Although we are all unique, there is one thing that I believe is common to all of us; namely, we tend to do the same thing over and over again. We are by nature people of routine. We may actually get so used to ourselves, our way of living, our faults even, that we tend to take the whole package as given, as nonnegotiable. This is the way we are, and there is no use in trying to change who we are.
That is why we need Lent. We need something to shake us out of our routine. This is why we fast, why we engage in extra prayer, and why we make an extra effort to practice charity. It is the Church’s way of trying to shake us up.

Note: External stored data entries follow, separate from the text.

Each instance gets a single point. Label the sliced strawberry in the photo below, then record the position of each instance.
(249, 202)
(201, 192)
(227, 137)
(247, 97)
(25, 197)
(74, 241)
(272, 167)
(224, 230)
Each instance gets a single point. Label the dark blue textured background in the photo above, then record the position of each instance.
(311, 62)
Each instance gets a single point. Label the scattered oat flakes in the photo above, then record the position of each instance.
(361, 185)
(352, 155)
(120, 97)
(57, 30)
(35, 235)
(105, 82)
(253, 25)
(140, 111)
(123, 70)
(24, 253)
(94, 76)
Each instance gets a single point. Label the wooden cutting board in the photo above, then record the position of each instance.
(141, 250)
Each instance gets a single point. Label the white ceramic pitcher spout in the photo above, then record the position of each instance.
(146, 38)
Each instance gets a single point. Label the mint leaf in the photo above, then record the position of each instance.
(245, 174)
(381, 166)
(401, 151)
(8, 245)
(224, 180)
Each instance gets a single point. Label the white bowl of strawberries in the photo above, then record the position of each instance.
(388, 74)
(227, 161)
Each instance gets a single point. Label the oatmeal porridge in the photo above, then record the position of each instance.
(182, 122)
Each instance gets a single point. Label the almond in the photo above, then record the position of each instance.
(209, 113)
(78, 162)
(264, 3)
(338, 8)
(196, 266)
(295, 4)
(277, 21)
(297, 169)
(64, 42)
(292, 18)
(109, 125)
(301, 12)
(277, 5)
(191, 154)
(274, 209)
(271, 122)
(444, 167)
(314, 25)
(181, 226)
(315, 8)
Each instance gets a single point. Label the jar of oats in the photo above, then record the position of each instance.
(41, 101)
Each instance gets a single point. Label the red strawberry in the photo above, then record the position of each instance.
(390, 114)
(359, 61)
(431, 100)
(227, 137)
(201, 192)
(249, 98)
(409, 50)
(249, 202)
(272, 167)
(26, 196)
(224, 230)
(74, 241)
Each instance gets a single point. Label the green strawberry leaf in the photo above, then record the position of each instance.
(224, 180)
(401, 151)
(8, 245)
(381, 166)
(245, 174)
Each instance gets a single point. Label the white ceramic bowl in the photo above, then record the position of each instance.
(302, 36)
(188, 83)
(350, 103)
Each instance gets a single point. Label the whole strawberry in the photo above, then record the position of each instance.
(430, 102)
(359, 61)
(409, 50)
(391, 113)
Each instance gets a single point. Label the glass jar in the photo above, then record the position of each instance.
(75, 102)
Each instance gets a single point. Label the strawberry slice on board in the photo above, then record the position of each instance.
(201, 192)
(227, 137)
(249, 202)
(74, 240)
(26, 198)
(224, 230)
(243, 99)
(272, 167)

The Gospel for today tells us that Jesus tried to shake the Pharisees and their scribes out of their routine way of thinking about those they labeled as sinners. He asked them to remember that God sent Abraham, Moses, David and all of the prophets to rescue people from their situation. God speaks to Moses and says, “I have witnessed the affliction of my people. . . I know well what they are suffering. . . Therefore I have come down to rescue them.”
This is precisely why God sent Jesus into our midst. God had witnessed our affliction, our sins. God knew that we were in need. Therefore God sent Jesus down to rescue us. God sent Jesus to help us have a change of heart.
In the Gospel today, Jesus does this by eating with Levi and his friends. It is not a great leap to recognize that Jesus does the same for us every day in the Eucharist. God invites us to the table today and every day to eat with us in order to reconcile our differences and to forgive our sins.